When to Visit Ethiopia
The most important thing to know about when to spend your 2 weeks in Ethiopia is that you should avoid the northern hemisphere summer—June, July and August are the rainy season in northern Ethiopia, which produces deluges that make already bad roads impassable. If you plan your Ethiopia itinerary 2 weeks (or longer) during the first few months of the year, like I did, you’ll look upon more arid landscapes, while scenery in September and October tends to be more lush, both in terms of nature and people: Many Ethiopian festivals occur during the autumn months, which means that as far as the best time to go to Ethiopia is concerned, fall is up there.
Where to Stay in Ethiopia
If you’re accustomed to backpacker’s quarters, this Ethiopia travel itinerary will be a walk in the park for you. If you prefer luxury, or even boutique accommodations, good luck. Even many of the “nice” Ethiopia hotels in large cities lack amenities like air conditioning or mosquito nets, and farther afield, you’ll be lucky if you can find a comfortable place to stay at all. Sorry!
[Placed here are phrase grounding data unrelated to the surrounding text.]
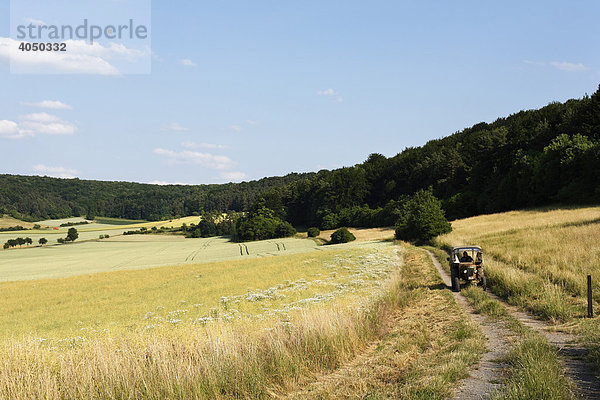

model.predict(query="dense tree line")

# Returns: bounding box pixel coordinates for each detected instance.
[253,85,600,228]
[0,173,311,222]
[1,85,600,227]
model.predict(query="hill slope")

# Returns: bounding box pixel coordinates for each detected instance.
[2,84,600,223]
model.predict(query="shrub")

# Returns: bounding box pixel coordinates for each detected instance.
[394,189,452,243]
[307,227,320,237]
[67,228,79,242]
[330,227,356,244]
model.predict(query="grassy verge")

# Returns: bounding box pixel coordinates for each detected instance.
[427,248,576,400]
[287,245,486,399]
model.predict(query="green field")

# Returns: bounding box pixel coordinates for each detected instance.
[0,235,324,281]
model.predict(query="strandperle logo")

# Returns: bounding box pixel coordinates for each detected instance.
[15,19,149,44]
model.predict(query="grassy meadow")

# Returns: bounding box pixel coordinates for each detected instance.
[0,239,485,399]
[436,205,600,322]
[435,205,600,373]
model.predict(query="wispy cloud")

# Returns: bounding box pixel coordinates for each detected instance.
[317,88,343,102]
[180,58,196,67]
[153,148,236,170]
[0,112,76,139]
[24,17,46,25]
[549,61,588,72]
[162,122,189,132]
[246,119,259,125]
[220,171,248,182]
[148,180,192,186]
[181,141,229,150]
[523,60,589,72]
[230,125,242,132]
[32,164,78,178]
[23,100,72,110]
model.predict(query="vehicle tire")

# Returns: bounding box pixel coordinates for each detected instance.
[481,275,487,291]
[452,276,460,292]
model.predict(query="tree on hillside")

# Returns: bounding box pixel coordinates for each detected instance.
[67,228,79,242]
[25,237,32,246]
[395,189,452,243]
[39,238,47,246]
[235,206,297,242]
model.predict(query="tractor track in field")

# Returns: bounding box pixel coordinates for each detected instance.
[426,250,512,400]
[427,250,600,400]
[185,239,215,262]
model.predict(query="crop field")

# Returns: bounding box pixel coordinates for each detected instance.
[0,239,483,399]
[0,235,323,281]
[0,215,36,229]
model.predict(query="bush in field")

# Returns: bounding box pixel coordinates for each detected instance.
[307,227,320,237]
[67,228,79,242]
[38,238,47,245]
[3,243,8,249]
[395,189,451,243]
[330,227,356,244]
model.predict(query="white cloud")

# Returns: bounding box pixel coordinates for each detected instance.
[0,113,76,139]
[0,37,149,75]
[317,88,343,102]
[181,141,229,150]
[0,120,20,138]
[550,61,588,72]
[180,58,196,67]
[246,119,259,125]
[23,100,72,110]
[21,112,61,123]
[32,164,78,178]
[523,60,589,72]
[220,171,249,182]
[162,122,188,132]
[230,125,242,132]
[148,180,191,186]
[153,148,236,170]
[25,18,46,25]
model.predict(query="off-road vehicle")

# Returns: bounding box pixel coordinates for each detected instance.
[448,246,486,292]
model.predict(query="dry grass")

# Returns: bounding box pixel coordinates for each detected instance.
[0,242,484,399]
[437,206,600,322]
[436,206,600,376]
[312,227,395,242]
[284,246,485,400]
[0,215,35,229]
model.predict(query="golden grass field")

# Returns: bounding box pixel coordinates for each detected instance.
[437,205,600,322]
[0,215,36,229]
[436,205,600,375]
[0,217,484,400]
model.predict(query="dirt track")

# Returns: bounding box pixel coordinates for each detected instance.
[426,250,511,399]
[427,250,600,400]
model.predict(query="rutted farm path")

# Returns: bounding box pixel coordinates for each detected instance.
[426,250,512,399]
[427,250,600,400]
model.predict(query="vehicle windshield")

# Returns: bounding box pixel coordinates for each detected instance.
[453,249,482,263]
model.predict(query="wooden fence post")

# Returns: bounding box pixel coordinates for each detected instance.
[588,275,593,318]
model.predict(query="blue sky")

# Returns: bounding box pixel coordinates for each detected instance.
[1,0,599,184]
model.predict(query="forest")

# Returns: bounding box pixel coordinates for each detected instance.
[2,84,599,228]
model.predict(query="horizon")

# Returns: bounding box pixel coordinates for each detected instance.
[2,1,600,185]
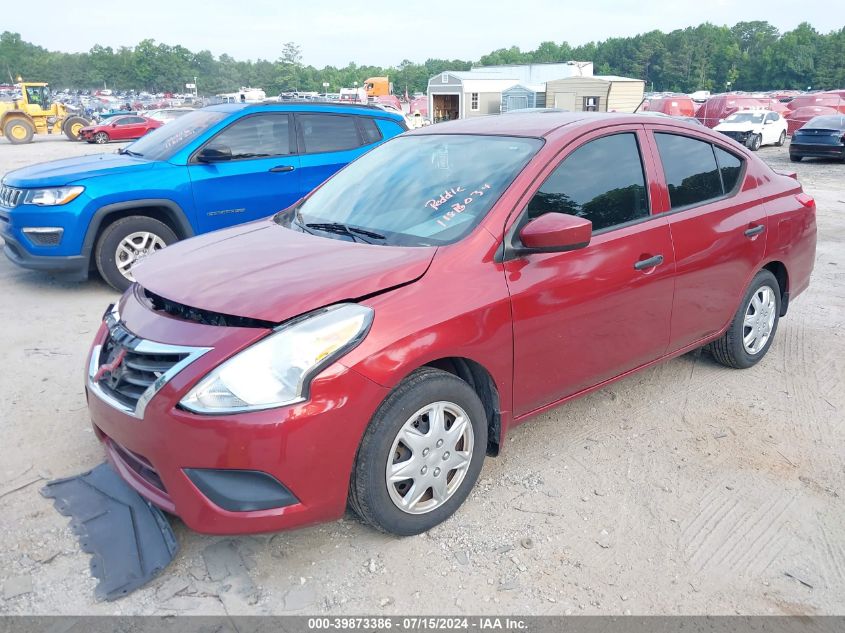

How to Get Around Ethiopia
If you can spend only 2 weeks in Ethiopia, you should fly whenever possible—and you should wait until you arrive in Ethiopia to book your flights. I know it sounds counterintuitive, but tickets are much cheaper when purchased from a local agent. Another way to make your tickets cheaper (I’m talking an additional 50 per cent discount, or more!) is to arrive on Ethiopian Airlines.
If you do need to travel by land, the good news is that many of the country’s main roads are now paved (thanks to the Chinese), which makes journeys less agonizing, if still quite long. Like many countries in Africa, Ethiopia offers a variety of public and private ground transports, from full-size buses, to minibuses, to taxis and tuk-tuks, which are called bajaj around these parts. Many Ethiopian cities, meanwhile, are quite walkable, though you should be careful crossing the street—traffic incidents are one of the primary Ethiopia travel safety impediments.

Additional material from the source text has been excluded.